Radio communications between Rosetta and the ground used a newly developed deep-space antenna which was built by ESA at New Norcia, near Perth in Western Australia. This 35-metre diameter parabolic antenna concentrates the energy of the radio signal in a narrow beam, allowing it to reach distances of more than 1000 million kilometres from Earth.

Signals are transmitted and received in two radio frequency bands: S-band (2 GHz) and X-band (8 GHz). The radio signals, travelling at the speed of light, took up to 50 minutes to cover the distance between the spacecraft and Earth!

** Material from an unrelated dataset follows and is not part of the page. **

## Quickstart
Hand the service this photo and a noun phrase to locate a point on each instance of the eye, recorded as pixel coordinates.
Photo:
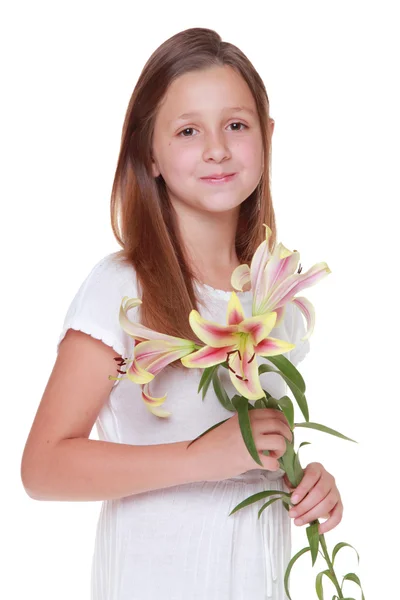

ESA's 35-metre parabolic antenna at Cebreros also provided further coverage for Rosetta.

Massive memory

During the mission, the rate at which data could be sent from Rosetta to Earth will varied from 10 to 22 000 bits per second. However, the rotation of the Earth meant that real-time communications were not always possible.

The spacecraft was visible from the New Norcia antenna for an average of 12 hours per day. In addition, there were several periods of communications black-out when the spacecraft passed behind the Sun.

To overcome these breaks in communication, Rosetta’s solid-state memory of 25 Gbits capacity was able to store all scientific data and then transmit them to Earth at the next opportunity.